QPS-r: A Cost-Effective Iterative Switching Algorithm for Input-Queued Switches

In an input-queued switch, a crossbar schedule, or a matching between the input ports and the output ports needs to be computed for each switching cycle, or time slot. It is a challenging research problem to design switching algorithms that produce high-quality matchings yet have a very low computational complexity when the switch has a large number of ports. Indeed, there appears to be a fundamental tradeoff between the computational complexity of the switching algorithm and the quality of the computed matchings.

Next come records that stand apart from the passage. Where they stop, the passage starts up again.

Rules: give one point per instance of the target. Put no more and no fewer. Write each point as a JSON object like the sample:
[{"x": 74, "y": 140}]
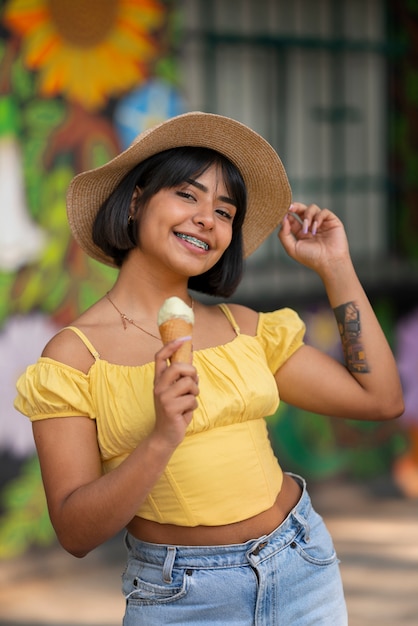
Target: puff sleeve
[
  {"x": 50, "y": 389},
  {"x": 280, "y": 334}
]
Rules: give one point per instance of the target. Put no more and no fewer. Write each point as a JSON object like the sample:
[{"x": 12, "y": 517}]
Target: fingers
[
  {"x": 304, "y": 219},
  {"x": 164, "y": 355}
]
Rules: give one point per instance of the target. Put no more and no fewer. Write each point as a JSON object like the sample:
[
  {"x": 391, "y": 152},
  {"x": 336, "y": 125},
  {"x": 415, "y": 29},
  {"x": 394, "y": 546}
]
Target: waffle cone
[{"x": 174, "y": 329}]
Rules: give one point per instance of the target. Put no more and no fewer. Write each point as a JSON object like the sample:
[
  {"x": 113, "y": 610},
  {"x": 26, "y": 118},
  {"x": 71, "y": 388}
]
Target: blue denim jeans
[{"x": 289, "y": 578}]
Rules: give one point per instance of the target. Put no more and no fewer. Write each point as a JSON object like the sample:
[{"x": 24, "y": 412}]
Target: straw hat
[{"x": 268, "y": 189}]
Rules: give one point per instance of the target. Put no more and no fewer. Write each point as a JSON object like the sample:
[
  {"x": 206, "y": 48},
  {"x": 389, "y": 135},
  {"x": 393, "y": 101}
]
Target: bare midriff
[{"x": 238, "y": 532}]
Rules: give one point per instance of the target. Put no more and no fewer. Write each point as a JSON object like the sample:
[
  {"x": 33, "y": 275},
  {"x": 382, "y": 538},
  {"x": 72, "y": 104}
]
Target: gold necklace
[{"x": 125, "y": 318}]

Parallel maximal matching algorithms (adapted for switching) appear to be a sweet tradeoff point in this regard. On one hand, they provide the following performance guarantees: Using maximal matchings as crossbar schedules results in at least 50% switch throughput and order-optimal (i.e., independent of the switch size N) average delay bounds for various traffic arrival processes. On the other hand, their computational complexities can be as low as O(log2 N) per port/processor, which is much lower than those of the algorithms for finding matchings of higher qualities such as maximum weighted matching.

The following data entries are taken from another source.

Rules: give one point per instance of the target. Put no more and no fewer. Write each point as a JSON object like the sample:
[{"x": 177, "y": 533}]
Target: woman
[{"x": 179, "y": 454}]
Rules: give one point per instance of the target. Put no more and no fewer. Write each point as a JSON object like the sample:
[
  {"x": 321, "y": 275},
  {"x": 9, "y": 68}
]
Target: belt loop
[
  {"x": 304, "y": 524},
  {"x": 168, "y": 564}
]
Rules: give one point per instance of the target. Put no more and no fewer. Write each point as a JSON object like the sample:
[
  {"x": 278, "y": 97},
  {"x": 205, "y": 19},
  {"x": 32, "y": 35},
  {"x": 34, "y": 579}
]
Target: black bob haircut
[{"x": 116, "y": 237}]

In this work, we propose QPS-r, a parallel iterative switching algorithm that has the lowest possible computational complexity: O(1) per port. Yet, the matchings that QPS-r computes have the same quality as maximal matchings in the following sense: Using such matchings as crossbar schedules results in exactly the same aforementioned provable throughput and delay guarantees as using maximal matchings, as we show using Lyapunov stability analysis. Although QPS-r builds upon an existing add-on technique called Queue-Proportional Sampling (QPS), we are the first to discover and prove this nice property of such matchings. We also demonstrate that QPS-3 (running 3 iterations) has comparable empirical throughput and delay performances as iSLIP (running log2 N iterations), a refined and optimized representative maximal matching algorithm adapted for switching.